Ce personnage de Mômos n’est pas sans analogie avec le Satan du livre de Job, mais cette analogie ne peut passer pour une imitation. Le ton d’amertume avec lequel l’auteur parle de la civilisation humaine fait penser au livre d’Énoch, qui représente les arts et les sciences comme des œuvres mauvaises, enseignées par les anges aux géans nés de leur union avec les filles des hommes. Ces sciences maudites que le livre d’Énoch confond avec la sorcellerie entraînent la condamnation des anges et la destruction des géans par le déluge. Cette haine de la civilisation devait se produire avec plus de violence chez les Juifs en raison de l’horreur que leur inspiraient les grands peuples civilisés qui menaçaient leur indépendance ; cependant on la trouve, quoique sous des formes amoindries, dans d’autres traditions religieuses, par exemple dans le mythe de Pandore et dans le supplice de Prométhée, audax Iapeti genus. La civilisation est une lutte de l’homme contre les dieux, c’est-à-dire contre les puissances de la nature, et comme ses bienfaits sont accompagnés de maux inévitables et de vices inconnus aux tribus pastorales, il est naturel qu’on ait regardé l’invention des arts comme une audace impie.
La chute de l’homme et celle des anges ou des titans, la lutte des géans contre les dieux se retrouvent dans toutes les mythologies ; mais tantôt ces symboles se présentent sous un aspect physique, qui est sans doute leur forme primitive, tantôt ils prennent un caractère exclusivement moral et humain. Dans le Livre sacré, les âmes, irritées de leur incarnation, se livrent à toute sorte d’excès. Ne pouvant rien contre les dieux, les hommes se déchirent les uns les autres, comme les fils de la terre nés des dents du dragon et les hommes de la race d’airain dans les légendes grecques. Les élémens, souillés par le sang répandu et par l’odeur du meurtre, se plaignent à Dieu des crimes des hommes, et le prient d’envoyer sur la terre un effluve de lui-même pour corriger le mal et régénérer l’humanité. Cette régénération, opérée par Osiris, n’est pas une véritable rédemption, puisqu’il n’y a pas, comme dans le christianisme, l’idée du sacrifice d’un dieu pour le salut des hommes ; on pourrait plutôt la comparer à l’œuvre accomplie dans l’Inde par le Bouddha, en Grèce par Hèraklès et Dionysos.

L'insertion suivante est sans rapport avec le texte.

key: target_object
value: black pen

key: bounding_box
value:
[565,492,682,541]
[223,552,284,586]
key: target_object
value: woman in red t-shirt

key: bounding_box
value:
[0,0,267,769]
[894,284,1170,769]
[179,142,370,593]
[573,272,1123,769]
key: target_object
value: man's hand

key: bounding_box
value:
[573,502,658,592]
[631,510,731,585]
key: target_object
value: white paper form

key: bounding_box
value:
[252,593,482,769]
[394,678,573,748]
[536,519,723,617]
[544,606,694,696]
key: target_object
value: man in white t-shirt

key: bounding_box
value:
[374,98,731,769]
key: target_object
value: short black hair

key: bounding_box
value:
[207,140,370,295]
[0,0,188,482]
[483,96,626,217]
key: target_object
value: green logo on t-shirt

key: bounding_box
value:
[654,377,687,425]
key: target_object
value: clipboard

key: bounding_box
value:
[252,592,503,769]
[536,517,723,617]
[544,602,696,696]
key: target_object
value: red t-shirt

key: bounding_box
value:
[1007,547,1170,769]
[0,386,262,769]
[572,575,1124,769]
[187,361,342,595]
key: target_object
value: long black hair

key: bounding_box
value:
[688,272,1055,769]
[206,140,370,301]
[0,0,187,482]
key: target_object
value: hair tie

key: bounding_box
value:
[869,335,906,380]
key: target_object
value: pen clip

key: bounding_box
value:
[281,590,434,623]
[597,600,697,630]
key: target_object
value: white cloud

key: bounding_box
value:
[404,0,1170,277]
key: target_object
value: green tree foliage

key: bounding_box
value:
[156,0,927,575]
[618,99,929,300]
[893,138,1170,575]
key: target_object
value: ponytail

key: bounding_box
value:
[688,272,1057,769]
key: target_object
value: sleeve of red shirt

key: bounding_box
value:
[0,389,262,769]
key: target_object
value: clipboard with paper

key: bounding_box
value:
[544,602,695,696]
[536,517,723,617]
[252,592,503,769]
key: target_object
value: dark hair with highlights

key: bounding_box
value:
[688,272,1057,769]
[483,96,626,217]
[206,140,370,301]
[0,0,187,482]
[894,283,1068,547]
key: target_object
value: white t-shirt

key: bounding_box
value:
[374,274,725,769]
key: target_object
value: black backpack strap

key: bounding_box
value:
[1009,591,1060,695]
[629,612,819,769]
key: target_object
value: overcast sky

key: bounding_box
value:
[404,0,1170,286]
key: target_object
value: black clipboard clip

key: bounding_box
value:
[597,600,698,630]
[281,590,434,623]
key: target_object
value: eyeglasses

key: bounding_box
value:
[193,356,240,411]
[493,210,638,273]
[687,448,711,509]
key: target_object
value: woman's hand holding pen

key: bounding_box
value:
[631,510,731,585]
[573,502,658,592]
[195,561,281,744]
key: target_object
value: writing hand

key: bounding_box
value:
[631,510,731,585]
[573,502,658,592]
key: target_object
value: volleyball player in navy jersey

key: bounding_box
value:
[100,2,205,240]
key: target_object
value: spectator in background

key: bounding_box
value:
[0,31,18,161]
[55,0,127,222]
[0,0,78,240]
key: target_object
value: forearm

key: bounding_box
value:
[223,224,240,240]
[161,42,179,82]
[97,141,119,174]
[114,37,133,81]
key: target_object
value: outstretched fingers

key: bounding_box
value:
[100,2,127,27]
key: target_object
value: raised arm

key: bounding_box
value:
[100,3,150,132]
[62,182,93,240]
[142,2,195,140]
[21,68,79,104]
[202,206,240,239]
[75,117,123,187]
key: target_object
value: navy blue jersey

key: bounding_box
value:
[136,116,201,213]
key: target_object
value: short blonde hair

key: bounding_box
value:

Tel est en substance le premier et le plus important fragment de ce livre étrange. Tout cela est chargé de noms mythologiques dont plusieurs ont dû être altérés par les copistes. On a essayé de les corriger et de les expliquer, mais je crains bien que dans ces essais de restitution on n’ait quelquefois donné trop de place à l’hypothèse. Sur la foi d’un texte suspect et d’une correction arbitraire, on a admis dans le panthéon égyptien une déesse Hèphaistoboulé, parfaitement inconnue d’ailleurs. Hermès ne me paraît pas une autorité en fait de mythologie égyptienne ; autrement il faudrait accepter aussi Arnebaskènis, dieu de la philosophie, et la froide allégorie de l’Invention, fille de la Nature et du Travail. Je doute que les anciens Égyptiens aient jamais connu ces divinités-là. Quant à la date du Livre sacré, je ne vois aucun indice qui permette de l’établir. Il appartient à cette période de rénovation religieuse produite par la rencontre de la philosophie grecque et des doctrines orientales et égyptiennes ; mais ce mouvement a duré plusieurs siècles, et des œuvres par lesquelles il a marqué sa trace un petit nombre seulement nous est parvenu. Pour classer le Livre sacré, il faudrait des termes de comparaison qui nous manquent.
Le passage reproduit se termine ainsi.